No verified public proof-of-concept exploit is available at the time of writing, and the vulnerability is not listed in the CISA Known Exploited Vulnerabilities catalog. EPSS data places the likelihood of near-term exploitation in the mid range relative to other published CVEs.
Detection Methods for CVE-2025-47160
Indicators of Compromise
- Unexpected execution of scripts, .lnk files, or installers originating from downloads, email attachments, or remote SMB and WebDAV paths without a SmartScreen or Mark-of-the-Web prompt.
- Files written to user profile directories that lack the Zone.Identifier alternate data stream despite arriving from an external source.
- explorer.exe spawning uncommon child processes such as powershell.exe, mshta.exe, wscript.exe, or rundll32.exe shortly after a user opens externally sourced content.
Detection Strategies
- Alert on explorer.exe process trees where the parent chain includes browser, mail client, or archive utility processes and the child performs network or scripting activity.
- Hunt for creation of shortcut files (.lnk, .url) referencing UNC paths, WebDAV endpoints, or unusual command-line arguments.
- Correlate email gateway and proxy telemetry with endpoint file-write events to identify content that reached disk without expected zone identifiers.
Monitoring Recommendations
- Ingest Windows Sysmon, PowerShell, and audit logs into a central data lake to enable cross-host hunting for shell-launched anomalies.
- Track Microsoft Defender SmartScreen and Mark-of-the-Web telemetry for suppression or absence on files delivered from network locations.
- Review authenticated SMB and WebDAV access patterns for unusual outbound connections from user endpoints.
Security teams using Singularity Endpoint can leverage behavioral AI to flag anomalous explorer.exe child-process chains, and Singularity Data Lake supports OCSF-normalized queries across endpoint, email, and network telemetry to accelerate this hunt.
How to Mitigate CVE-2025-47160
Immediate Actions Required
- Apply the June 2025 Microsoft security updates for all affected Windows client and server SKUs listed in the advisory.
- Prioritize patching for internet-facing workstations, jump hosts, and systems used by high-risk user populations such as executives and IT administrators.

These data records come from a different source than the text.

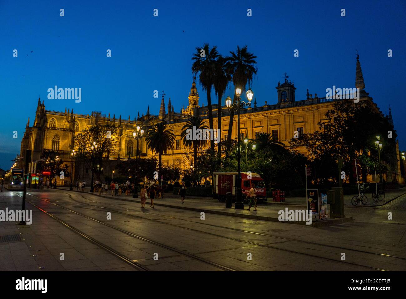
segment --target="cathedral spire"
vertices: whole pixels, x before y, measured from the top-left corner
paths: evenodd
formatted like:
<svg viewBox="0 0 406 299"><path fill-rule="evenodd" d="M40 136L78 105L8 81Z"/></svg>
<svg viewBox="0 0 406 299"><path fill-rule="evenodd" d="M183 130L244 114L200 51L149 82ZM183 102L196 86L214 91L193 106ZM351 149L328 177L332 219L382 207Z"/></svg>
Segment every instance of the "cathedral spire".
<svg viewBox="0 0 406 299"><path fill-rule="evenodd" d="M360 90L363 90L365 88L364 83L364 77L362 76L362 70L361 64L359 63L359 55L358 50L356 51L356 68L355 71L355 87L359 88Z"/></svg>
<svg viewBox="0 0 406 299"><path fill-rule="evenodd" d="M162 92L162 100L161 101L161 109L159 110L159 118L160 119L163 119L165 118L165 116L166 114L165 111L165 100L164 100L164 96L165 95L164 92Z"/></svg>

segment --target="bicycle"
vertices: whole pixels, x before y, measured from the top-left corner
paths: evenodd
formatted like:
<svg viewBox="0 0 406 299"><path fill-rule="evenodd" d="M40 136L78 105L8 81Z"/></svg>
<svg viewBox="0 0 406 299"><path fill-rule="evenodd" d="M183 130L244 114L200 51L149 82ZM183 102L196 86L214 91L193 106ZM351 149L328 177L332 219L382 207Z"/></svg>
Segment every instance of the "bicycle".
<svg viewBox="0 0 406 299"><path fill-rule="evenodd" d="M368 202L368 197L366 195L364 195L363 193L361 193L361 200L360 200L359 196L357 195L352 197L351 199L351 203L352 205L356 205L358 203L361 201L363 205L366 205Z"/></svg>

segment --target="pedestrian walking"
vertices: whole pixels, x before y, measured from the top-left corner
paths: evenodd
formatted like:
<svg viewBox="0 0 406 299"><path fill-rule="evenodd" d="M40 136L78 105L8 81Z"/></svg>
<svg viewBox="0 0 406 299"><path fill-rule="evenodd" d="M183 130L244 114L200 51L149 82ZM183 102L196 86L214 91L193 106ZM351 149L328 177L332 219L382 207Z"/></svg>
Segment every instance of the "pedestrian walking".
<svg viewBox="0 0 406 299"><path fill-rule="evenodd" d="M255 208L254 211L257 211L257 190L255 190L255 185L253 184L252 188L250 190L250 192L248 194L250 196L250 203L248 208L247 209L248 211L251 210L251 207L253 205Z"/></svg>
<svg viewBox="0 0 406 299"><path fill-rule="evenodd" d="M116 188L115 184L114 183L114 182L112 181L111 181L111 183L110 184L110 189L111 189L111 196L112 196L114 195L114 190Z"/></svg>
<svg viewBox="0 0 406 299"><path fill-rule="evenodd" d="M141 209L145 208L145 202L147 201L147 199L145 198L146 195L147 189L145 189L145 186L143 185L141 186L141 191L140 192L140 197L141 199Z"/></svg>
<svg viewBox="0 0 406 299"><path fill-rule="evenodd" d="M151 186L151 188L149 188L149 192L148 193L148 196L151 200L151 204L149 206L152 207L153 209L153 200L155 198L155 188L153 186Z"/></svg>
<svg viewBox="0 0 406 299"><path fill-rule="evenodd" d="M180 194L180 199L182 200L182 204L184 203L185 196L186 195L186 186L185 185L185 182L182 182L182 186L179 188L178 194Z"/></svg>

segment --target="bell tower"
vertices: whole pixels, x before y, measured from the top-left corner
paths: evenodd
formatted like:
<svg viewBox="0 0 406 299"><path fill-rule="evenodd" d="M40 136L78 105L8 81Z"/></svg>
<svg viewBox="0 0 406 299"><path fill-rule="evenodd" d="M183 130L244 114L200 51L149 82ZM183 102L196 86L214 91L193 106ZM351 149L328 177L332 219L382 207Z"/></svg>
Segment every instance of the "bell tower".
<svg viewBox="0 0 406 299"><path fill-rule="evenodd" d="M197 89L196 88L196 83L195 80L196 79L196 77L193 77L193 82L192 83L192 88L190 88L190 92L189 93L189 105L188 107L182 110L184 113L190 114L193 115L193 109L195 108L198 108L199 106L199 93L197 92Z"/></svg>
<svg viewBox="0 0 406 299"><path fill-rule="evenodd" d="M278 103L284 103L288 102L295 101L295 90L296 88L294 87L294 83L288 81L287 76L286 73L285 73L285 82L281 84L278 82L278 86L275 88L278 90Z"/></svg>

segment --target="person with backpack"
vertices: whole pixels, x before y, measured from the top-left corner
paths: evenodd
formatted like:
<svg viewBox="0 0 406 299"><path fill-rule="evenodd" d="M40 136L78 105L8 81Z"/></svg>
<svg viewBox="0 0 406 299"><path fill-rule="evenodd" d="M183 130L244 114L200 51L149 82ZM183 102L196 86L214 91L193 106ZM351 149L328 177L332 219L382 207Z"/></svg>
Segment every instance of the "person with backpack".
<svg viewBox="0 0 406 299"><path fill-rule="evenodd" d="M140 198L141 199L141 208L145 208L145 202L147 201L147 189L143 185L141 186L141 191L140 192Z"/></svg>
<svg viewBox="0 0 406 299"><path fill-rule="evenodd" d="M149 192L148 193L148 196L151 199L151 204L149 205L149 206L153 209L154 208L153 200L155 198L155 188L153 186L151 186L149 188Z"/></svg>
<svg viewBox="0 0 406 299"><path fill-rule="evenodd" d="M183 204L185 203L185 196L186 195L186 186L185 185L185 182L182 182L182 186L179 188L178 194L180 195L180 199L182 201L182 204Z"/></svg>
<svg viewBox="0 0 406 299"><path fill-rule="evenodd" d="M255 185L253 184L252 188L250 190L250 192L248 194L248 196L250 197L250 203L247 210L248 211L251 210L251 207L253 205L254 207L255 208L254 211L257 212L257 194L256 192Z"/></svg>
<svg viewBox="0 0 406 299"><path fill-rule="evenodd" d="M114 194L113 193L114 192L114 190L116 188L116 186L114 183L114 182L112 181L111 181L111 184L110 184L110 189L111 189L111 196L112 196Z"/></svg>

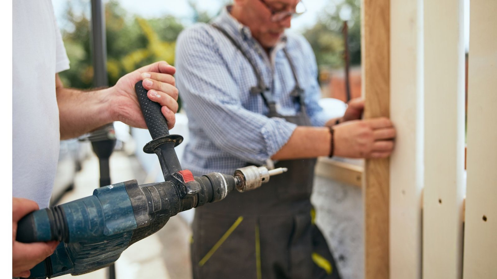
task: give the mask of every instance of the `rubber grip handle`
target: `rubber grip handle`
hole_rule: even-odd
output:
[[[15,240],[19,242],[30,243],[39,241],[36,233],[34,215],[32,212],[28,214],[17,222],[17,232]]]
[[[152,139],[168,136],[169,129],[167,128],[167,122],[161,111],[161,105],[149,99],[147,96],[148,90],[143,87],[141,80],[135,84],[135,91]]]

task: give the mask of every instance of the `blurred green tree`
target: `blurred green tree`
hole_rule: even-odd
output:
[[[71,69],[60,76],[66,86],[89,88],[93,74],[90,20],[84,13],[75,13],[74,5],[77,4],[68,2],[63,19],[69,23],[61,31]],[[173,65],[175,42],[184,28],[171,16],[145,19],[130,15],[115,0],[105,4],[105,27],[110,86],[126,73],[156,61]]]
[[[344,20],[347,20],[348,25],[350,64],[360,64],[360,16],[359,0],[330,1],[319,15],[316,24],[304,31],[304,36],[314,51],[318,66],[331,68],[343,66],[342,28]]]

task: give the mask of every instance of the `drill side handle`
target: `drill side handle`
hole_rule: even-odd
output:
[[[167,122],[161,111],[161,105],[149,99],[147,96],[148,91],[144,88],[141,80],[135,84],[135,91],[152,140],[168,136]]]

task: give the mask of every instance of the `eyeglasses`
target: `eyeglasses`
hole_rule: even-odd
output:
[[[304,13],[307,10],[307,8],[306,8],[305,5],[304,5],[304,3],[302,1],[299,1],[299,2],[297,3],[297,6],[295,6],[294,9],[292,9],[290,11],[288,11],[287,10],[287,7],[282,9],[275,9],[269,6],[267,3],[264,1],[264,0],[259,0],[260,1],[261,3],[264,4],[264,5],[266,6],[267,9],[269,10],[269,11],[271,12],[271,21],[273,22],[283,20],[289,16],[292,16],[293,18],[295,18]]]

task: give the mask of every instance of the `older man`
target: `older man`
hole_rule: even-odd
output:
[[[395,130],[386,118],[360,120],[361,100],[329,119],[318,104],[315,57],[286,34],[297,0],[235,0],[209,24],[177,41],[177,86],[189,121],[183,166],[232,173],[278,161],[288,172],[260,188],[198,209],[195,278],[339,278],[310,197],[319,156],[385,157]]]

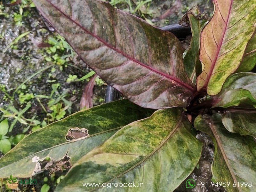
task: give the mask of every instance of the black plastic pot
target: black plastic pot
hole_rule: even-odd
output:
[[[171,32],[177,37],[180,41],[184,39],[187,36],[191,34],[190,27],[183,27],[178,24],[167,25],[160,28],[162,30]],[[108,103],[118,100],[120,95],[121,93],[117,90],[108,85],[105,93],[105,103]]]

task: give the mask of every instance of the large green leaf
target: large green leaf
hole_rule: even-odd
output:
[[[214,180],[222,184],[229,182],[230,185],[226,188],[228,192],[256,191],[256,143],[253,138],[228,131],[222,124],[221,116],[217,113],[212,117],[200,115],[194,125],[197,130],[211,136],[213,141],[212,170]],[[241,182],[245,182],[247,186],[242,186]]]
[[[0,159],[0,178],[10,175],[10,172],[17,177],[18,175],[27,177],[31,174],[36,164],[36,162],[32,162],[31,160],[35,156],[43,159],[44,157],[50,155],[51,156],[49,156],[58,160],[63,158],[68,150],[67,155],[75,158],[74,160],[76,160],[81,157],[76,156],[83,156],[85,153],[83,154],[84,150],[86,151],[84,148],[78,148],[78,147],[80,147],[79,144],[83,146],[82,145],[84,146],[87,143],[94,142],[94,147],[92,147],[92,145],[88,148],[92,149],[97,145],[100,144],[113,134],[115,132],[115,129],[148,117],[153,111],[142,108],[124,100],[75,113],[30,134]],[[103,132],[99,136],[97,134],[92,135],[84,141],[76,141],[77,143],[72,141],[63,144],[67,142],[65,137],[69,129],[75,127],[86,128],[91,135]],[[108,130],[108,132],[104,132]],[[57,145],[59,145],[56,146]],[[71,151],[73,150],[72,149],[73,148],[76,147],[76,148],[75,148],[77,152],[74,155],[74,152]],[[60,149],[60,152],[57,153]],[[22,168],[21,165],[26,164],[24,164],[26,162],[28,162],[28,165],[34,166],[29,167],[28,165],[29,168],[27,167],[27,171],[23,170],[21,171]],[[28,162],[32,164],[28,164]],[[20,168],[17,168],[20,166]],[[17,173],[17,174],[14,174],[14,172]]]
[[[201,34],[200,58],[204,65],[197,90],[216,95],[238,68],[255,30],[256,0],[213,0],[214,13]]]
[[[246,109],[243,112],[239,110],[236,112],[227,111],[223,116],[222,122],[229,132],[256,138],[255,116],[256,110],[254,113],[250,113]]]
[[[256,65],[256,35],[254,33],[247,45],[243,60],[236,72],[252,70]]]
[[[173,34],[100,1],[33,1],[83,60],[132,102],[160,108],[193,99]]]
[[[159,110],[124,127],[83,157],[56,191],[172,191],[200,157],[202,144],[195,133],[182,108]],[[143,187],[109,189],[83,186],[133,182],[136,186],[143,183]]]
[[[213,107],[227,108],[241,104],[256,107],[256,74],[239,73],[231,75],[219,94],[214,97],[218,101]]]
[[[195,11],[198,12],[197,10]],[[190,47],[184,57],[183,62],[186,72],[190,80],[196,83],[197,76],[202,71],[202,64],[199,60],[199,40],[201,32],[199,20],[192,13],[187,15],[189,21],[192,37]]]

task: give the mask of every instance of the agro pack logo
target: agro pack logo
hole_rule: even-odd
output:
[[[19,183],[19,185],[23,185],[24,188],[36,188],[36,180],[35,179],[24,179],[22,180],[21,180]]]
[[[9,178],[7,177],[7,179],[8,179],[7,180],[8,182],[6,184],[8,186],[7,187],[11,189],[16,188],[18,186],[18,184],[17,184],[18,181],[16,180],[17,178],[16,177],[13,177],[12,176],[11,174],[10,178]]]

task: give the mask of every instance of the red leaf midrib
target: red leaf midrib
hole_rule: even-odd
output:
[[[123,52],[122,51],[119,50],[117,49],[116,48],[113,47],[112,46],[110,45],[109,44],[108,44],[107,42],[105,42],[105,41],[103,40],[102,39],[100,38],[100,37],[97,36],[96,35],[95,35],[94,34],[91,33],[91,32],[89,31],[87,29],[85,29],[81,25],[80,25],[79,23],[78,23],[76,21],[75,21],[74,20],[70,18],[69,17],[68,15],[67,15],[65,13],[64,13],[62,11],[60,10],[59,8],[58,8],[57,7],[56,7],[55,5],[52,3],[51,2],[50,2],[49,0],[46,0],[46,1],[47,1],[49,4],[50,4],[52,5],[53,7],[54,7],[58,11],[60,12],[60,13],[61,13],[64,16],[65,16],[66,17],[68,18],[68,19],[69,20],[71,21],[72,22],[75,23],[76,25],[77,25],[78,26],[79,26],[82,29],[83,29],[84,31],[86,33],[89,34],[90,35],[91,35],[93,37],[97,38],[99,41],[101,42],[103,44],[104,44],[105,46],[106,46],[109,47],[110,49],[113,49],[115,51],[117,52],[122,54],[124,56],[126,57],[129,60],[132,60],[134,62],[135,62],[137,63],[138,63],[139,65],[141,65],[145,68],[146,68],[156,73],[156,74],[159,74],[160,75],[163,76],[164,77],[166,77],[168,79],[171,79],[172,80],[173,80],[175,82],[176,82],[177,83],[180,84],[181,86],[185,87],[188,89],[188,90],[189,91],[190,91],[192,92],[194,92],[196,91],[195,89],[193,88],[190,85],[188,84],[187,84],[181,81],[181,80],[180,80],[178,79],[177,78],[173,77],[172,76],[170,76],[168,75],[165,74],[163,72],[161,71],[158,71],[156,69],[153,68],[147,65],[144,63],[141,63],[141,62],[136,60],[134,58],[133,58],[131,57],[130,56],[129,56],[126,55],[126,54],[124,54]]]
[[[216,0],[214,0],[216,2],[216,3],[217,4],[216,1]],[[216,64],[216,61],[217,61],[217,60],[218,59],[219,54],[220,53],[220,48],[221,47],[221,45],[222,45],[222,43],[223,42],[223,40],[224,39],[224,36],[225,36],[225,34],[226,34],[226,31],[227,31],[227,28],[228,27],[228,21],[229,19],[229,16],[230,15],[230,12],[231,12],[231,7],[232,6],[232,4],[233,3],[233,0],[231,0],[230,1],[230,5],[229,6],[229,10],[228,10],[228,19],[227,19],[227,21],[226,22],[226,23],[225,24],[225,30],[223,30],[223,32],[222,33],[222,36],[221,36],[221,40],[219,44],[218,45],[218,46],[217,47],[217,52],[216,52],[217,54],[215,56],[215,57],[213,60],[213,61],[212,62],[212,66],[211,66],[211,68],[210,69],[210,71],[209,72],[209,75],[207,76],[207,78],[206,78],[206,81],[205,81],[205,82],[204,83],[204,85],[203,86],[202,88],[206,88],[207,87],[207,86],[208,85],[208,84],[209,83],[209,81],[210,81],[210,79],[211,78],[211,77],[212,77],[212,71],[213,71],[213,69],[214,69],[214,67],[215,67],[215,65]],[[220,12],[220,15],[221,15],[221,14],[220,13],[220,9],[218,8],[218,10]]]

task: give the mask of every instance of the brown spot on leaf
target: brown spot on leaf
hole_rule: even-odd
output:
[[[51,175],[57,171],[63,171],[66,169],[69,169],[72,166],[70,162],[70,158],[67,156],[67,152],[65,156],[60,161],[55,161],[51,159],[42,169],[49,170],[49,174]],[[43,163],[43,162],[42,162]]]
[[[78,127],[71,128],[66,135],[66,139],[67,141],[71,141],[80,138],[85,138],[89,135],[88,130],[85,128],[81,129]]]

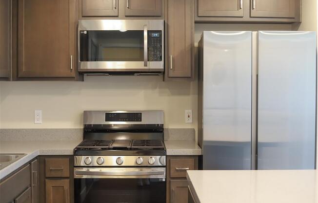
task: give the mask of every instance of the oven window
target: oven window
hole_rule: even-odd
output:
[[[75,179],[75,203],[165,203],[159,179]]]
[[[80,31],[81,61],[143,61],[143,30]]]

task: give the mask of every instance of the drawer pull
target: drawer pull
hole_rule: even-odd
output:
[[[64,168],[62,167],[61,167],[60,168],[52,168],[52,167],[50,168],[50,171],[62,171],[63,170],[64,170]]]
[[[187,170],[189,170],[189,168],[176,167],[176,170],[177,170],[177,171],[186,171]]]

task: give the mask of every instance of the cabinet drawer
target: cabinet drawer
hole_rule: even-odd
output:
[[[187,170],[194,170],[194,159],[171,159],[170,177],[186,178]]]
[[[70,177],[70,159],[45,159],[45,177]]]
[[[30,187],[30,164],[0,183],[0,203],[12,203]]]

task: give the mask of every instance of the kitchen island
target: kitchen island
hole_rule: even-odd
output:
[[[187,179],[189,203],[318,203],[317,170],[188,171]]]

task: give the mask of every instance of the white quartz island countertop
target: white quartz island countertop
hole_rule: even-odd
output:
[[[0,153],[26,154],[17,161],[0,170],[0,180],[39,155],[72,155],[81,140],[63,141],[2,141]]]
[[[314,170],[188,171],[187,179],[196,203],[318,203]]]

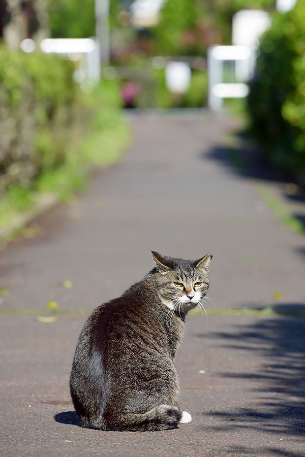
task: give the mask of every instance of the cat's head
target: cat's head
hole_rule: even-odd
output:
[[[151,253],[155,262],[155,286],[162,302],[170,309],[187,313],[199,305],[208,288],[207,277],[212,255],[186,260]]]

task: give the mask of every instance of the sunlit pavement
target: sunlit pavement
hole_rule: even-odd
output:
[[[291,315],[189,317],[177,366],[190,424],[155,433],[77,426],[68,380],[85,318],[79,311],[142,277],[150,250],[213,254],[208,296],[219,312],[278,299],[305,306],[305,239],[265,206],[259,178],[228,160],[235,122],[206,114],[129,121],[124,161],[38,219],[35,237],[0,253],[9,292],[1,307],[15,313],[0,322],[1,455],[303,457],[305,319]],[[50,302],[72,314],[40,321]]]

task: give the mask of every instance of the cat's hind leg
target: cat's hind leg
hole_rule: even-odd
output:
[[[182,417],[177,406],[160,405],[142,414],[127,413],[121,415],[106,413],[91,427],[107,430],[148,432],[175,429]]]

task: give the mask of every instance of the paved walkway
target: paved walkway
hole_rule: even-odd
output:
[[[4,456],[305,456],[305,319],[191,316],[177,357],[181,406],[193,420],[155,433],[77,427],[68,380],[87,312],[142,277],[150,250],[208,252],[220,310],[305,304],[304,239],[281,225],[258,181],[226,159],[234,122],[138,117],[124,161],[96,174],[68,206],[37,221],[35,238],[0,252]],[[65,281],[72,287],[63,287]],[[52,323],[50,301],[76,312]],[[205,373],[199,373],[200,370]]]

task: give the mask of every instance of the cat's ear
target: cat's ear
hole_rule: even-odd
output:
[[[199,258],[198,260],[195,260],[194,263],[194,265],[196,268],[198,268],[199,270],[203,268],[206,269],[207,270],[207,271],[206,272],[206,273],[207,273],[212,256],[211,254],[207,254],[204,257],[202,257],[201,258]]]
[[[163,257],[159,252],[156,251],[151,251],[151,254],[155,260],[155,265],[158,270],[161,271],[169,271],[172,270],[172,265],[169,259],[166,257]]]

- Reinforce user awareness guidance on opening files from unknown senders, unfamiliar shares, and untrusted web sources.
Patch Information
Microsoft has released fixes through its regular Patch Tuesday channel. Refer to the Microsoft Security Update Guide for CVE-2025-47160 for the specific KB articles that apply to each affected Windows and Windows Server version, and deploy them via Windows Update, WSUS, Intune, or Configuration Manager.
Workarounds
- Block inbound SMB and WebDAV traffic from untrusted networks at the perimeter and disable outbound SMB where operationally feasible.
- Enforce Attack Surface Reduction rules that limit script and executable launches from Office, mail, and browser child processes.
- Ensure Mark-of-the-Web propagation is enabled for archive utilities and that SmartScreen is turned on for Explorer and Edge.
# Example: enforce Microsoft Defender ASR rules via PowerShell
Set-MpPreference -AttackSurfaceReductionRules_Ids `
D4F940AB-401B-4EFC-AADC-AD5F3C50688A, `
3B576869-A4EC-4529-8536-B80A7769E899, `
D3E037E1-3EB8-44C8-A917-57927947596D `
-AttackSurfaceReductionRules_Actions Enabled,Enabled,Enabled
Disclaimer: This content was generated using AI. While we strive for accuracy, please verify critical information with official sources.